Community support for the garden has been good so far.

“It’s something new in this community,” said Doris Jackson, a Mt. Airy resident. “I’m always open to new things coming into this area, as long as it’s to make the area better and this seems to be trying to do that.”

Johnson said that the only pushback was from one resident who suggested that there may be other things that Pleasant Playground needs before a garden.

Organizers have an online petition to get support for the project, which currently has 195 signatures. They ask that those who sign leave their address so that the Department of Parks and Recreation can determine the level of support from the community.

Leonard Allen, a Mt. Airy resident who lives near Pleasant Playground, voiced his support for the project.

“This is the first I’m hearing about it, but I think it sounds great,” said Allen, 63. “I would consider getting a spot there because I love fresh produce and it would nice to be able to grow on my own.”

Allen said that being in an urban setting can be problematic when trying to find open areas to garden. There are not many community gardens in Northwest Philadelphia, so some residents have no choice but to stick to store-bought produce, he said.

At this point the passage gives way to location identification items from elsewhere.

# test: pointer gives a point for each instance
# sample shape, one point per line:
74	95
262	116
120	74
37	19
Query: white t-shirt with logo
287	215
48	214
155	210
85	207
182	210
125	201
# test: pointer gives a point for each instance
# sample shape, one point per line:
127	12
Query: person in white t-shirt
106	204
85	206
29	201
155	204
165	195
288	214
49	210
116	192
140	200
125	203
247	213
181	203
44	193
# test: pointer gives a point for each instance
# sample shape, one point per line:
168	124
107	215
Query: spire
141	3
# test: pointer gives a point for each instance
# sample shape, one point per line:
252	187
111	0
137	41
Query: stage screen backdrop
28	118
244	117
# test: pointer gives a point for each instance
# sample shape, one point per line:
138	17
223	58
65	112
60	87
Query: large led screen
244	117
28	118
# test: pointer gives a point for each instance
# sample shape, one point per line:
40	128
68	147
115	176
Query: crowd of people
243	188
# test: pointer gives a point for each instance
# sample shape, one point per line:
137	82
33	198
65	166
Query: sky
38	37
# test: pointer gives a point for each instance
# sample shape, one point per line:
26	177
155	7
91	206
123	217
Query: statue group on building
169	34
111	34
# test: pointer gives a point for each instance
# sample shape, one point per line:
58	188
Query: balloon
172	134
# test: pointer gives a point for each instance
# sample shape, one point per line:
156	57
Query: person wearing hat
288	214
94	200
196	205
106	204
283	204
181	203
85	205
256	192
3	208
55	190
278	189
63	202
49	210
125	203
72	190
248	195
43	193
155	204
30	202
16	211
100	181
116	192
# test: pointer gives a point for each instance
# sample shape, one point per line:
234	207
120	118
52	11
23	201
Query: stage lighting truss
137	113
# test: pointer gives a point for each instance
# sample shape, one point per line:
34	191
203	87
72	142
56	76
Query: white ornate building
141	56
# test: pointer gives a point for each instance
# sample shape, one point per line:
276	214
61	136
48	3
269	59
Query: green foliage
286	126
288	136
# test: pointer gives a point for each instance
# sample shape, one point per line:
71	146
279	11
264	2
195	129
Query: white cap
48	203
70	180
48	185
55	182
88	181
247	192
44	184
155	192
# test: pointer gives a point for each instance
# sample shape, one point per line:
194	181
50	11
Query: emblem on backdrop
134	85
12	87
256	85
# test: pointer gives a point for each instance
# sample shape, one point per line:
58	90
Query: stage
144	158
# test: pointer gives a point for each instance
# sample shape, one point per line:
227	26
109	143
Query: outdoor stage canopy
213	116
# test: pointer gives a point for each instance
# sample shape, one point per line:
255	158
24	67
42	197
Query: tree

There are many benefits to community gardens, according to Jennifer Greenberg, the executive director of Neighborhood Gardens Trust, a group dedicated to preserving land for community garden use.

“There’s good research to how more green spaces can serve benefits to help build social connections, provide a source for healthy, affordable foods, and there’s also many environmental benefits such as filtering water runoff,” said Greenberg. “Green spaces can also help with reducing violence.”

The one concern that Allen has for the project is funding.

“I would say that the only thing that concerns me is how they’ll pay for it,” said Allen. “It can’t be cheap, so I guess my only question is how they are going to pay for everything.”

The Department of Parks and Recreation will not help pay for the community garden, and neither will Pleasant Playground, whose advisory council has given support for the project. This leaves fundraising entirely up to the small group of organizers.

Proposed plans include 48 planting beds, four small picnic tables, new shade trees, water hookups, and space for mulch and compost.

They will need funds to pay for wood to build the raised beds, compost and soil, garden tools and other necessities. Johnson said that there a few ways to raise money, but wants to wait until they are 100 percent done with the application and get approval from the city before asking people for money.

“We have two avenues – there’s grants in the city that we can apply for and the other is just fundraising,” said Johnson.

He hopes that the support they’ve gotten from community members turns into financial support, because most of the money for this will have to come from donations, according to Johnson.

“We’re going to need about $10,000,” said Johnson. “It’s a lot, but I think that if people are really committed to this, we’ll find the money.”